De vez en cuando abro una galleta de la fortuna que dice cosas como “Espere lo mejor y prepárese para lo peor” o “Hará muchos cambios antes de establecerse satisfactoriamente”. Eso es lo que yo reconozco como potencial catastrófico de la existencia. No tanto el hecho de que una galleta sugiera la fatalidad, como el hecho absurdo de que algo fatal suceda después de haber sido anunciado por una galleta de la fortuna. La catástrofe tiene la peculiaridad de destruir lo que estaba construido, de romper planes, de cuartear relaciones e ideas, de desorientarnos y de hacernos perder el sentido. Pero más que perder el sentido si lo que se pretende es sobrevivir en esta tierra de hombres, la fatalidad nos orilla a replantearlo. A replantear el camino, la ruta.

Sé que la palabra ruta, entendida como ‘itinerario de viaje’, como ‘camino o dirección que se toma con un propósito’, no empata en lo absoluto con la acción de deambular, pues ésta carece de aquello que define a la ruta, es decir, del propósito, del objetivo. Sin embargo, la ruta, para mí, consiste también en una búsqueda, una búsqueda que es reflexión, duda, prueba y error. Y es ahí donde los dos términos se encuentran. Ni la ruta persigue un objetivo fijo, ni deambular es andar sin causa; al deambular no se tendrá necesariamente un objetivo, pero sí un punto de partida que le predetermina. De modo que, para seguir una ruta de A a B, no puedo hacerlo en línea recta, sino deambulando como una onda que se propaga de forma irregular e impredecible por el espacio hasta que, finalmente, alcanza su propósito original o reconoce la necesidad de construir uno nuevo.

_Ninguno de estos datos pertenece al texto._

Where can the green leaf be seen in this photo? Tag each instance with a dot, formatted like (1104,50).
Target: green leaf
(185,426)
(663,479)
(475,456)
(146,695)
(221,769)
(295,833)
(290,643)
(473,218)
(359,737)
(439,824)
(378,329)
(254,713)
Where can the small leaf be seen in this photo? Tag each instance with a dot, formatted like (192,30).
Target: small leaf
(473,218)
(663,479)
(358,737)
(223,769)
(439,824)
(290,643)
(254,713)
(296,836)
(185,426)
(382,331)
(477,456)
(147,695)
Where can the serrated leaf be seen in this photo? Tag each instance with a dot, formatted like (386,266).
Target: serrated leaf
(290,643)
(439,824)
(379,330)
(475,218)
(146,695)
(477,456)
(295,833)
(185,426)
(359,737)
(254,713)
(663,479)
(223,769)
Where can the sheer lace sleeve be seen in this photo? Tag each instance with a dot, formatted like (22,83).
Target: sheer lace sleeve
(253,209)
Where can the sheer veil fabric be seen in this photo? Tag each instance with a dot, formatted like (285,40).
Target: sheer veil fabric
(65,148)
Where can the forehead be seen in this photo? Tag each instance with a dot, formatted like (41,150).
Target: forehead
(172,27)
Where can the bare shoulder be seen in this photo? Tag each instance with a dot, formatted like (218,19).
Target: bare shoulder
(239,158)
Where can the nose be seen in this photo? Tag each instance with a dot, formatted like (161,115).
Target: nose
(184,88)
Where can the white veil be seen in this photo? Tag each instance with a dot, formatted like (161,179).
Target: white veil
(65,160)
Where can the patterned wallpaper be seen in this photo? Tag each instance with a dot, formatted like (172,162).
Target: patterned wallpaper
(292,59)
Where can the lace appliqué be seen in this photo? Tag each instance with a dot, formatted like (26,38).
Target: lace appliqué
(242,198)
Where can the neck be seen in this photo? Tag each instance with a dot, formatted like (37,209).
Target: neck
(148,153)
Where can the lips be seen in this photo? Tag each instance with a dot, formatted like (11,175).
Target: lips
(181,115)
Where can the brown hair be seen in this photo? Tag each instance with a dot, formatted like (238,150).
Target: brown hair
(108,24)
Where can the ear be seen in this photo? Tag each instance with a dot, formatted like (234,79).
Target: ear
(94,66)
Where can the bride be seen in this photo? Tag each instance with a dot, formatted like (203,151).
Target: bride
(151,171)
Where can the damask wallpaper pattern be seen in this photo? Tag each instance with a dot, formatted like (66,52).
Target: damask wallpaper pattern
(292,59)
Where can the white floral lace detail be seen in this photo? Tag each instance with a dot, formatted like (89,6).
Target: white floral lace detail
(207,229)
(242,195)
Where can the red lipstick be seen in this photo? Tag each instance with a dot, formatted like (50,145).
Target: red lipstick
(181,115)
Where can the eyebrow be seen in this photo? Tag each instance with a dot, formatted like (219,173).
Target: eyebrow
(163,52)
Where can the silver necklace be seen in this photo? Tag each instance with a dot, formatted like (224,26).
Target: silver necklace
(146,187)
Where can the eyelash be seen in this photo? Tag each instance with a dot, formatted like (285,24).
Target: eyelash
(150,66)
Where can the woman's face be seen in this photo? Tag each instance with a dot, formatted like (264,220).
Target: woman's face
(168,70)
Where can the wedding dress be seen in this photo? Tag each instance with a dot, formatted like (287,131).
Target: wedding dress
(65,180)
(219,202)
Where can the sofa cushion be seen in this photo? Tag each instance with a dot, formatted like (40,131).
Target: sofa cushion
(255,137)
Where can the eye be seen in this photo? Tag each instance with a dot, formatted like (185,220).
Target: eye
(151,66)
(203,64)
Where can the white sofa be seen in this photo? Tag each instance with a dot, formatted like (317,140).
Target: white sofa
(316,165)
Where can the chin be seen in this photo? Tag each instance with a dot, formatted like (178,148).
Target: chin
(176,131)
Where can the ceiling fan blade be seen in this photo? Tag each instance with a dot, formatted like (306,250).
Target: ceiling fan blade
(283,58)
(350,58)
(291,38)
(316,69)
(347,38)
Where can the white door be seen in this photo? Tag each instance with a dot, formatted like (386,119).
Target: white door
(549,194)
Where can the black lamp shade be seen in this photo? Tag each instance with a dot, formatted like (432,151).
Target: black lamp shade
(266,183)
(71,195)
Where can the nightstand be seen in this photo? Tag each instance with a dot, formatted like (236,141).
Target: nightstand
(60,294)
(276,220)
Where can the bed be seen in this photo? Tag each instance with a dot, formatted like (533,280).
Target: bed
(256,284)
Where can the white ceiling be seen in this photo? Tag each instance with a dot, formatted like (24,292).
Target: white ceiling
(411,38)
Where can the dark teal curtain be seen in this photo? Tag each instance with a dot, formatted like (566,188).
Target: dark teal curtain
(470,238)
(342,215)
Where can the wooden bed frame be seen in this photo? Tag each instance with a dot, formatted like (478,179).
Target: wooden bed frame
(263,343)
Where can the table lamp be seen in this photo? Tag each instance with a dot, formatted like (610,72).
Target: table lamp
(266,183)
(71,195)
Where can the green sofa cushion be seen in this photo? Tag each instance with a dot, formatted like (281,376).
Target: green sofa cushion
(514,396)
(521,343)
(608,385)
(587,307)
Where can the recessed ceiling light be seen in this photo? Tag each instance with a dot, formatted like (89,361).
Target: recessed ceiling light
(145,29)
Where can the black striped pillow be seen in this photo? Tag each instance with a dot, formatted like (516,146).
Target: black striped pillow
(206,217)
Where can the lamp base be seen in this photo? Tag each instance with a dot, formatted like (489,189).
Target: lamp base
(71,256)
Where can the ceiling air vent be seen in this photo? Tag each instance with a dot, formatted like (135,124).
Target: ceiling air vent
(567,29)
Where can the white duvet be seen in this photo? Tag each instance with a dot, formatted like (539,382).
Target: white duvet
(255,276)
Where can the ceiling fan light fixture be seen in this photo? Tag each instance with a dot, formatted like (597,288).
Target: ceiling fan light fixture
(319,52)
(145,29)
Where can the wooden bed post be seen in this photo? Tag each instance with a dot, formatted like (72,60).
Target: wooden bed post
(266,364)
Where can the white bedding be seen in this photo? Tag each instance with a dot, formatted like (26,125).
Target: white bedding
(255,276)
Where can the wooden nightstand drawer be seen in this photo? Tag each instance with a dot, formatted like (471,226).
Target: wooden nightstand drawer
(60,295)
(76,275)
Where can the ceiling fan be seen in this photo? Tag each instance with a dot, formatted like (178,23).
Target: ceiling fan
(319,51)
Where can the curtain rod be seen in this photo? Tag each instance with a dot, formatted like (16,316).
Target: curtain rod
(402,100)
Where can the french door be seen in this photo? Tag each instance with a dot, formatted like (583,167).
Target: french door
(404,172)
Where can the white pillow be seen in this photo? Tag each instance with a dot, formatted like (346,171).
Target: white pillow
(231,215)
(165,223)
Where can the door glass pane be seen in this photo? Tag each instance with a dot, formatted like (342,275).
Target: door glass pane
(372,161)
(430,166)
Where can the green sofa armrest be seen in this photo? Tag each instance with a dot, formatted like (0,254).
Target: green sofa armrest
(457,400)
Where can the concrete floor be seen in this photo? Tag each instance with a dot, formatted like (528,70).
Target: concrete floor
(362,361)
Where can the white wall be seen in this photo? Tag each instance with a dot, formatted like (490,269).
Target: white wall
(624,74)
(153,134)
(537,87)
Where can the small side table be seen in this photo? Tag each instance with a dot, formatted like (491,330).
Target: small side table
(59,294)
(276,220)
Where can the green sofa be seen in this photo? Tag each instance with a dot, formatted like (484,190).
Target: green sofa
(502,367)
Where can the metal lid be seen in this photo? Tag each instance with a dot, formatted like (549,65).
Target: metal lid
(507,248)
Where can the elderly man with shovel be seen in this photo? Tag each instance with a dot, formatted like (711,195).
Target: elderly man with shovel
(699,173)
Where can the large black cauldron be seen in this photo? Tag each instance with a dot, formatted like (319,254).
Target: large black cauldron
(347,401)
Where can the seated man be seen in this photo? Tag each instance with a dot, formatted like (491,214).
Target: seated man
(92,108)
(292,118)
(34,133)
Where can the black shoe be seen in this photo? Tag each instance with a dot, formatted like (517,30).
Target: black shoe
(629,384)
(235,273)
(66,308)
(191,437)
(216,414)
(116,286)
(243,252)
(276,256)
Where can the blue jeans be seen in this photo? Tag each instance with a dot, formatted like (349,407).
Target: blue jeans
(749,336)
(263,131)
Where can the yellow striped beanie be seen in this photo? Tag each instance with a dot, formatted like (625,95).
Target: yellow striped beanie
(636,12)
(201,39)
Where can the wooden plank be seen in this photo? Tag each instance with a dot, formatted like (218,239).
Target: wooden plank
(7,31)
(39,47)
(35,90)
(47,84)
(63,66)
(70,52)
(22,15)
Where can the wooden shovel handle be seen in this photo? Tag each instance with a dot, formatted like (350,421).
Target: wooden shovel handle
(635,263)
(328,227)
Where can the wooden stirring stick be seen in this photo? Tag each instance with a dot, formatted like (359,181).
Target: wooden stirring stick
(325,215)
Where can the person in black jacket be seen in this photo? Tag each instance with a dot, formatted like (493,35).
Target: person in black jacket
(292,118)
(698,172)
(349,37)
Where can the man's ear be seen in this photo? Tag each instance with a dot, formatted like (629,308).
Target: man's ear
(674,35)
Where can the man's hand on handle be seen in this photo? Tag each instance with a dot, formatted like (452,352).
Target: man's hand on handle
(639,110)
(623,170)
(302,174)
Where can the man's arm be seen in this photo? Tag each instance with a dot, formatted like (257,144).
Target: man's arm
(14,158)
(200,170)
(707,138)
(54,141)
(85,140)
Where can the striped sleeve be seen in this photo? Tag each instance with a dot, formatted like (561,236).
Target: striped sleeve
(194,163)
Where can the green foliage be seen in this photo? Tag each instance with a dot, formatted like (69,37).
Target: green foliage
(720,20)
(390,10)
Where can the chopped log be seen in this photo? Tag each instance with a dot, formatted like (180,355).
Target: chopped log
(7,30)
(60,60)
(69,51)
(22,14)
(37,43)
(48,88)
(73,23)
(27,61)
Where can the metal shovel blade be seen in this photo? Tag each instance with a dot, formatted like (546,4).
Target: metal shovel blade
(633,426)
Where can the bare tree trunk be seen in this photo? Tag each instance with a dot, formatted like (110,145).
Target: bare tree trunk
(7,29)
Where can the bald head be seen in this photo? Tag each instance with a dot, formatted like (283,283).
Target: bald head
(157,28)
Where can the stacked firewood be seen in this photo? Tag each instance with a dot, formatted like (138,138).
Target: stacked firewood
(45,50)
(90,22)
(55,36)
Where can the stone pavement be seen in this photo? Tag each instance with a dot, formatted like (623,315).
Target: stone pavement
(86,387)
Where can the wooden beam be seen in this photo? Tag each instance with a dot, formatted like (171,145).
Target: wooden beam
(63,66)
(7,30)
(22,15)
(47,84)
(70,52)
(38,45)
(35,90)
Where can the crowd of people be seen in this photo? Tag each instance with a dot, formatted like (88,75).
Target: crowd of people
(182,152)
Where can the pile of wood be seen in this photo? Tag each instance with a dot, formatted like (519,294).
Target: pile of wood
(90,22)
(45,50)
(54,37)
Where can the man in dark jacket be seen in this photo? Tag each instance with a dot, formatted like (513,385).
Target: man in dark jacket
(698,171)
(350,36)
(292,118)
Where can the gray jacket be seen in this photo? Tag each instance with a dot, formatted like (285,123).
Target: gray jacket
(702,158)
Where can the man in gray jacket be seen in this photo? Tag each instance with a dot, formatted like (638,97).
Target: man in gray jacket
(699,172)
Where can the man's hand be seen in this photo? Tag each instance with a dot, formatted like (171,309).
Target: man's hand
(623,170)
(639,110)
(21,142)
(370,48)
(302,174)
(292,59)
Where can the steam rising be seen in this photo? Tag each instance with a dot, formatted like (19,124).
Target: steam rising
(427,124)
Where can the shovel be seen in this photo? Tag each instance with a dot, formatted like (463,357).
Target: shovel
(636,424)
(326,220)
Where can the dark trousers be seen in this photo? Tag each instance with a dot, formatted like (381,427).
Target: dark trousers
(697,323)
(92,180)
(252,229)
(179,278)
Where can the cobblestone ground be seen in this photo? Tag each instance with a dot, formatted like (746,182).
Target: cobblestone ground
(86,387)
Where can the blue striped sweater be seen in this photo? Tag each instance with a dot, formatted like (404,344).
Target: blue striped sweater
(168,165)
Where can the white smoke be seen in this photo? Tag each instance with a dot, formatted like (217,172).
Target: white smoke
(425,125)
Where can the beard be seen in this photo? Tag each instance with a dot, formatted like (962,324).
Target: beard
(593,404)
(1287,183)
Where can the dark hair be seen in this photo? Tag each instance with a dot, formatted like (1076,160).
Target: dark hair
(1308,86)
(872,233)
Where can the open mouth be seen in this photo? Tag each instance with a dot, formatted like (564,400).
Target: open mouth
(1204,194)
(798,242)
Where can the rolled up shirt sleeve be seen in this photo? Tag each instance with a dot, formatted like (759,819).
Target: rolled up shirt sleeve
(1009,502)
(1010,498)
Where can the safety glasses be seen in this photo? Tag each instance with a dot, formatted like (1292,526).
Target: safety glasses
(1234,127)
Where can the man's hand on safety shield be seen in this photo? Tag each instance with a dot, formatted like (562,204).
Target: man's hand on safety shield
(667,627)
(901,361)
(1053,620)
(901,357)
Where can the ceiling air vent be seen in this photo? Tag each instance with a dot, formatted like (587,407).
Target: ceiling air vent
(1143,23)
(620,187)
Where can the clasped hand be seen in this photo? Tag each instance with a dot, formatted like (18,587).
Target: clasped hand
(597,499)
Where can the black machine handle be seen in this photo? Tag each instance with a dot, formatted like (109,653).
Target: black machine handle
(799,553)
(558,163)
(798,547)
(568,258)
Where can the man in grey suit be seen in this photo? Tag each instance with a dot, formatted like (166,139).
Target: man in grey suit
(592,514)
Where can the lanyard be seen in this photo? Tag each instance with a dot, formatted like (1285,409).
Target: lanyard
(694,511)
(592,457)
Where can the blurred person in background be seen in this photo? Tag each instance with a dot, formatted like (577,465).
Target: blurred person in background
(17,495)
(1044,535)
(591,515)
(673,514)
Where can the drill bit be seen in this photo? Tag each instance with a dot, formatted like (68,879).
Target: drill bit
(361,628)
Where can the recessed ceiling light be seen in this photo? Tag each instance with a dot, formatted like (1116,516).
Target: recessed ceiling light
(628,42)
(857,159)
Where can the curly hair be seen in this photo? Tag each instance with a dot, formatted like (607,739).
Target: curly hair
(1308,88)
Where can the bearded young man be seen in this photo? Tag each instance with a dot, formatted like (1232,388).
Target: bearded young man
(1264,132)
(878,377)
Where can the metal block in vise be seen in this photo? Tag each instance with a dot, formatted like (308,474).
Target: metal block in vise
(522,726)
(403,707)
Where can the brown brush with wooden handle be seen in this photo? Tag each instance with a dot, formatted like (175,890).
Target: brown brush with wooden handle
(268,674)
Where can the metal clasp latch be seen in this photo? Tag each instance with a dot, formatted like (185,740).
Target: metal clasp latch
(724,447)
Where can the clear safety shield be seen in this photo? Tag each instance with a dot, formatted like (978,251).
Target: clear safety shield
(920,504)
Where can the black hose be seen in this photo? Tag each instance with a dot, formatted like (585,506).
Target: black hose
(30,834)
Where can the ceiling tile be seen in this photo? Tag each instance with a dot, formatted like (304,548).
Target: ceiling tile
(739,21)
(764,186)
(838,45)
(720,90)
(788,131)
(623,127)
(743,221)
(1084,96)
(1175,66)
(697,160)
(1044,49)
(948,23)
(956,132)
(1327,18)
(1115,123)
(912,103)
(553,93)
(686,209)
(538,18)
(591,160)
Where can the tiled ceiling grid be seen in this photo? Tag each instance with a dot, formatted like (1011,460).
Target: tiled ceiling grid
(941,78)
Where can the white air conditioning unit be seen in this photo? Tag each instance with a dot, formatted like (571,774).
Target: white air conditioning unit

Mi ruta lectora de este año consiste en seguir una ruta propiamente dicha, sí, pero también en obedecer a la intuición y a la cosquilla en las manos que en la última semana, por ejemplo, me llevaron a leer Tierra de hombres, de Saint-Exupéry, y Temor y temblor, de Kierkegaard, libros que no estaban en la ruta original, pero que me han ayudado a nombrar y a articular de otra manera y desde otras perspectivas lo sucedido desde el 19 de septiembre de 1985 en esta tierra de hombres.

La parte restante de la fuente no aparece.